If a public official comes under scrutiny for a serious issue of maladministration of any form, it is proper that that officer vacates that office at least until public trust can be restored in him/her once the issue is clarified. Lesser mortals have been subjected to the practice of temporary ‘interdiction’ from functions or post until completion of scrutiny.

Politicians of even the lowest rung have blithely ignored such protocol. One or two, in the past, may have been thrown out by their leaders wary of voter opinion. This country has gotten used to a political culture in which power is worshipped, minus societal and spiritual goals. The powerful use their power at whim – especially, nepotistic whims – while many in the citizenry are trapped in the related culture of subjugation in which the powerful are legitimized by the mere fact of being powerful.

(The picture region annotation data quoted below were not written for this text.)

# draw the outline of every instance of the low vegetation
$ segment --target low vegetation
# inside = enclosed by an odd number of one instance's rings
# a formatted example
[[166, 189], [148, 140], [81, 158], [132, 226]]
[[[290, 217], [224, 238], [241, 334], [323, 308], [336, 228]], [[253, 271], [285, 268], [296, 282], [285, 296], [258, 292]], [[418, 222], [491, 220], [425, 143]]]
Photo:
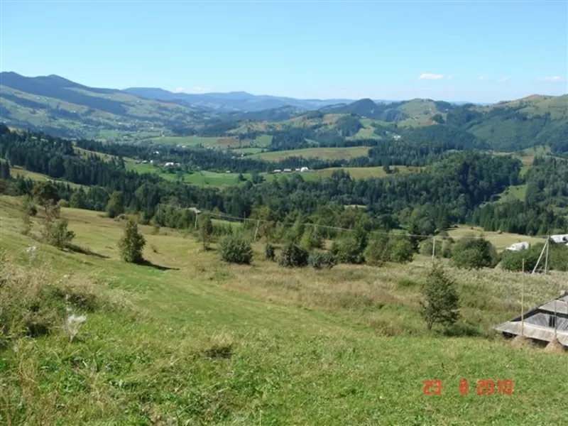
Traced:
[[[562, 354], [515, 347], [492, 332], [520, 312], [518, 274], [446, 266], [460, 317], [429, 331], [420, 302], [430, 258], [283, 270], [263, 260], [259, 242], [252, 263], [236, 266], [219, 258], [217, 236], [204, 251], [197, 233], [153, 235], [139, 225], [160, 249], [144, 250], [150, 263], [137, 265], [113, 244], [121, 220], [62, 208], [91, 251], [67, 253], [21, 235], [21, 214], [16, 200], [0, 197], [0, 247], [12, 254], [0, 268], [0, 317], [28, 324], [3, 335], [4, 423], [439, 425], [466, 412], [471, 424], [562, 423], [562, 413], [535, 412], [526, 398], [562, 403]], [[557, 271], [527, 279], [526, 305], [564, 281]], [[464, 378], [468, 396], [457, 391]], [[514, 392], [476, 396], [479, 378], [513, 380]], [[423, 381], [436, 378], [443, 389], [435, 401]]]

The corrupt small fry may be brought to book faster – a feature of that larger ethos of abusing of power. But can the powerful get away scot free? In some parts of the world, they have, but not fortunately, in this country. Past initiatives like the Criminal Justice Commission - even if it was also partly a tool of the newly powerful - have helped affirm the non-autocratic spirit of our modern society and state. The powerful have been brought to book in our past and, today, that scrutiny has become both, comprehensive as well as incisively probing, thanks mainly, to the citizenry’s own demand for good governance.

As the many investigations and prosecutions now under way indicate, the nation’s once most powerful and most saluted are now also being subjected to the rigours of criminal justice.

This time around, that spirit of challenging the all-powerful, revived after the worst bout of authoritarianism and plunder in our modern times, has led us to not just a politically targeted redress of wrongs, but, to a comprehensively structured mechanism of redress that covers everyone. While corruption and mis-governance of the immediate past are being probed and prosecuted, current governmental practices have also been subjected to the same rigorous scrutiny.

In no previous instance in our experience as a modern nation has the most powerful of the current government as well as of a previous government been simultaneously subjected to rigorous judicial scrutiny. This is happening now. Ravi Karunanayake has exemplified this strict propriety and new spirit in the best possible way. This new and historic endeavour for public accountability is not an easy one. Political opponents are swift to exploit any misdeeds of the present government unearthed by this mechanism of investigation and prosecution. Interestingly, some of those former VIPs now under severe scrutiny have remained quiet while their camp followers played the role of taunting those current politicians under scrutiny. The citizens, of course, are aware of this irony and are no longer fooled. The very fact that one of the currently most powerful politicians has obeyed his conscience and been sensitive to public expectations of propriety is a demonstration of the strength of the new edifices of good governance put in place by the current government.


India & Pakistan

This month our two most powerful neighbour states, India and Pakistan, celebrate the seventieth anniversary of the birth of their post colonial republics.

Both countries have, in their own ways, remained fiercely loyal to their little neighbour, Sri Lanka, and have been ready to commit both, their citizens and their wealth in helping this country in her times of need.

India, being our closest neighbour, is the most culturally intertwined with us. But, in these times of closely interdependent modernity, Pakistan remains an equally important regional partner as all countries in South Asia seek to better realise the fruits of our combined humanity and civilisation.

The fact that these two nuclear powers have managed inter-state relations – even with episodes of armed hostilities – over the past seven decades without ever having to trade nuclear threats with each other is a testimony to the maturity of these two republics and their leaders. We wish the peoples of Pakistan and India well as they celebrate.